Este cambio radical de conducta colectiva obedece también a la violencia que ejercen policías federales y fuerzas militares. Los asesinatos, desapariciones forzadas, extorsiones y abusos de autoridad en contra de la población civil, jamás son investigados y ello anima el desánimo general, dice Consuelo Morales, fundadora de Ciudadanos en Apoyo a los Derechos Humanos (CADHAC), a quien Human Rights Watch distinguió este año con el premio Alison de Forges.

“Desde el 27 de agosto, cuando llegaron más elementos federales y empezaron a barrer todos los domicilios en zonas populares y municipios rurales, esto ha generado una tensión y un miedo espantoso. Entonces la hipertensión, la diabetes, todo eso se está exacerbando de una manera muy importante”, señala.

Debido a ello, CADHAC abrió un área para brindar atención psicológica a niños y adultos que presenciaron el asesinato o secuestro de algún familiar. El registro de uno de los dos terapeutas, Rodolfo Salazar, es igual que el que lleva Mario Carranza en Sinaloa o Hugo Almada en Ciudad Juárez: altos índices depresivos.

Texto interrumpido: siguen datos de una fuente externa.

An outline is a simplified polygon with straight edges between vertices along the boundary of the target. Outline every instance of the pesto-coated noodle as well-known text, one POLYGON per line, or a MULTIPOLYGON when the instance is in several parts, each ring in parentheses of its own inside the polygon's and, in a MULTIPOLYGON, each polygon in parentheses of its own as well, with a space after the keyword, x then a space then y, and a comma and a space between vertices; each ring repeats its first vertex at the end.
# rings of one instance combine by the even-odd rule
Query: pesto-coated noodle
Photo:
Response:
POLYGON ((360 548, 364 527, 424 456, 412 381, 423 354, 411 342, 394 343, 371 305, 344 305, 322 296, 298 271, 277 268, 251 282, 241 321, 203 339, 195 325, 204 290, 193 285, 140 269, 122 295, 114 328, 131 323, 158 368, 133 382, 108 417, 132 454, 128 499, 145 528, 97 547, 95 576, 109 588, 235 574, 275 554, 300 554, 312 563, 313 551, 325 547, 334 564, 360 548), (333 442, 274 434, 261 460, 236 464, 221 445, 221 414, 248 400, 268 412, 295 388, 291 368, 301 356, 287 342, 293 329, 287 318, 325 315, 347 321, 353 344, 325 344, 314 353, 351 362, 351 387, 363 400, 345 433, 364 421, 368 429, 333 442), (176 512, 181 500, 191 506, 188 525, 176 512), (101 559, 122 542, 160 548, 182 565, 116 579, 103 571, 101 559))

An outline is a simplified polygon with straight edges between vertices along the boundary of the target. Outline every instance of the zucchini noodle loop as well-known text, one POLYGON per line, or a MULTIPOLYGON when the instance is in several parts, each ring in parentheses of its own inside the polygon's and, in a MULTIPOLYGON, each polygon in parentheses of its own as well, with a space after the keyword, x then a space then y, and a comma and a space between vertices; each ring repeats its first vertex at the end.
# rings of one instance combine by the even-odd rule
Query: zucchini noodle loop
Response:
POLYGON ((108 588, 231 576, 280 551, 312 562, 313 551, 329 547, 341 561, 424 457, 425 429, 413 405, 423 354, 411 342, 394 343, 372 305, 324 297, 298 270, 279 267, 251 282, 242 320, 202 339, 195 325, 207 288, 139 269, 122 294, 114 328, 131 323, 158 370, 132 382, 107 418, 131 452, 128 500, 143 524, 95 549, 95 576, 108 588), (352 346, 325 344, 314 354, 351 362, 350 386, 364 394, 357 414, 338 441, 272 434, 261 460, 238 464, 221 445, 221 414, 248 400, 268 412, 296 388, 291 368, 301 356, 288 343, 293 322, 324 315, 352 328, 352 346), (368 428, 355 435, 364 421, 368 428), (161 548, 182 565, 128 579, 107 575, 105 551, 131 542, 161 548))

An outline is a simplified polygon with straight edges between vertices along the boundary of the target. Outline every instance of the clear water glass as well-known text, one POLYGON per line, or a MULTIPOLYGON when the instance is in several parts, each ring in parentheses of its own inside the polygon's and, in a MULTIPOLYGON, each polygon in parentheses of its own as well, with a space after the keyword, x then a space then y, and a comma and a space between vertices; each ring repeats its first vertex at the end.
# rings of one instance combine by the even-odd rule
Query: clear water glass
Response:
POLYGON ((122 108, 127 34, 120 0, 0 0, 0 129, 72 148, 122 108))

Lo peor, dice Javier Álvarez, el investigador del área de psicología de la UANL, es que el sistema de salud es un elefante que no se mueve de acuerdo a las condiciones.

“Si analizamos el esquema de salud de forma general vemos que no existen mecanismos para enfrentar un problema como el que se tiene. El sistema de salud en general está diseñado para que tú vengas a él. Pero este es un caso de excepción y los sistemas no se han movido en ese sentido. Si estás viendo que hay un montón de problemáticas, no esperes que la gente venga a ti desplazándose cuando lo que tienen es un miedo terrible a salir. Entonces, el sistema tendría que volcarse”, apunta.

La última medición de glucosa que se realizó Don José sobrepasó los 175. Han pasado cuatro meses desde entonces. No sigue ningún tratamiento. Ni para eso ni para contrarrestar el colesterol y el ácido úrico. Esa tarde de viernes la ha pasado sentado en su camastro, abatido. En realidad trabaja poco. Básicamente va y se esconde allí, porque todo le provoca miedo. Es uno de miles que no acude en busca de ayuda médica ni terapias, como señala el investigador de la UANL.

Solo espera: “Yo mismo hago por salir adelante, como sea ahí lo voy superando, ¿qué más puedo hacer?”.